馮艶監督の『禀愛』─「雲之東フォーラム」その1

2007-10-17

中国ドキュメンタリー映画の若手監督と、これまで雲南で三回(第三回目は中止)開かれた雲之南映像展のコーディネータ
ー三人を招いた雲之東フォーラムが開かれました。
明治大学の丸川哲史先生と、一橋大学の大学院生、佐藤賢さんの企画です。佐藤賢さんは私が東京都立大学で助手だったと
きの学生です。最近まで中国は山東省に留学していたと思っていましたら、素晴らしいテーマをつかんでいたのだなと感心
しました。「竹内好研究会」の中心メンバーとして、この企画を実行したのでした。
フォーラムは二日間に渡り行われ、10月13日、10月14日と、明治大学の和泉校舎で行われました。

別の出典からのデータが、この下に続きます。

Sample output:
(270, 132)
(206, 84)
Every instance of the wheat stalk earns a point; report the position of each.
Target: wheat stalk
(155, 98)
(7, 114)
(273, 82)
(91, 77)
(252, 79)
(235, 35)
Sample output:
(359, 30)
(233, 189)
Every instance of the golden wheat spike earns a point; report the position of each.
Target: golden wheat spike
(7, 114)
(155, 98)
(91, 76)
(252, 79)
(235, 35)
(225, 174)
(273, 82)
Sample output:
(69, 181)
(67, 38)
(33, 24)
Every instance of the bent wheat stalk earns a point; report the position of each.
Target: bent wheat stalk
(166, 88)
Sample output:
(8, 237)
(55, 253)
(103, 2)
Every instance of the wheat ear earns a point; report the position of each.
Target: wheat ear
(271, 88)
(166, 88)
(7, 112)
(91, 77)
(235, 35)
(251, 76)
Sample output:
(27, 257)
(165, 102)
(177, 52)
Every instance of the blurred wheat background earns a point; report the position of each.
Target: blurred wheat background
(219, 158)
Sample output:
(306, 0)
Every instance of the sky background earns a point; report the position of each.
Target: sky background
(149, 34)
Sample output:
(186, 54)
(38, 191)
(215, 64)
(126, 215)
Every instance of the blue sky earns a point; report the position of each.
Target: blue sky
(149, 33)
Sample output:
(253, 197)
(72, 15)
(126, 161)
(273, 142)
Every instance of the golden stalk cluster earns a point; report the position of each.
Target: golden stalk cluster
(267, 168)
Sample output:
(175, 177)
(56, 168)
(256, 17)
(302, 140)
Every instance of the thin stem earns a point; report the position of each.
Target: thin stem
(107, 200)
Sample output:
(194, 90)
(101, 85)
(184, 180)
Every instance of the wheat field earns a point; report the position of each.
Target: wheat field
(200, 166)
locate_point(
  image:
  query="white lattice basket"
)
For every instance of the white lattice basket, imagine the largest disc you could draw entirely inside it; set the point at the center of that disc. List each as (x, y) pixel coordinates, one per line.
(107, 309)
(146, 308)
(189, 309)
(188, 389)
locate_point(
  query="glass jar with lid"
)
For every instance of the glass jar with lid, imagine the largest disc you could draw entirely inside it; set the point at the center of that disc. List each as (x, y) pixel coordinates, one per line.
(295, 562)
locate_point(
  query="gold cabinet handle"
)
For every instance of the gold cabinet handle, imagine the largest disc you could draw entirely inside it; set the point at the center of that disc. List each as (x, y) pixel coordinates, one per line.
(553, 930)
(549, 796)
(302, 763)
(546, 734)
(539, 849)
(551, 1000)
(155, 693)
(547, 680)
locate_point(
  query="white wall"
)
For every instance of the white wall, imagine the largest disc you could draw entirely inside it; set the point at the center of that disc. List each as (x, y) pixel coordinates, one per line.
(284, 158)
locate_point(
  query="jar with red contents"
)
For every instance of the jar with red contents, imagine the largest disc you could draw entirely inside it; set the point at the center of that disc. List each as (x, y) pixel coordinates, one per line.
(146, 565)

初日は三人のインディペンデント系ドキュメンタリー監督、馮艶さん、黄文海さん、胡新宇さんの三名の作品上映と、トー
クでした。
馮艶さんは日本留学中に日本のドキュメンタリー監督、故・小川紳助監督に強い影響を受け、ビデオカメラを手にした人で、
長江の三峡ダム建設で立ち退きを迫られた家族に取材し、ある主婦の行動と日常を10年のつきあいと6年の歳月を費やして記
録した『禀愛』が上映されました(部分上映)。
かつて小川紳助監督が描いた三里塚の反対運動に通底するモチーフは、現代中国にも無数に出現している現実とももちろん呼
応するものです。
彼女は長江と、ダム建設によって引き起こされた水没地域の社会的変化にこだわった作品が多く、この種のドキュメンタリー
映画としては、『水没の前に』(『水没之前』)『長江エレジー』(『長江悲哀』)などの一連の「長江もの」ともいうべき
ドキュメンタリー映画といえる作品群の一つであるといえます。

しかし『水没の前に』などとは違い、ダム建設反対運動と群衆を撮るというよりも、特定個人の生活に徹底してフォーカスを
絞り、社会的な事件がもたらす個人と家族の影響を仔細に記録していることが特徴です。
暮らしの全体像のなかに、移住拒否をした家族の「戦い」が展開する様を取り上げてますが、反対運動を直接扱うのではなく、
監督自身の口を借りれば、

「人はどのように考え、行動するのか」

という個の原点を見つめた作品です。
主人公の主婦禀愛に密着しつつ、彼女の「夢」へのこだわり、「魂」という言葉へのこだわりもしばしば彼女の語りを通じて
記録され、一主婦の内面の風景までをもこだわりを持って踏み込んでいます。
一見なんの変哲もない、普通の農民、普通の主婦が、梃子でも動かない強い個我をもって、ダム建設という中国史に残る歴史
的事件の前に、政府の政策に抵抗しつづけた記録です。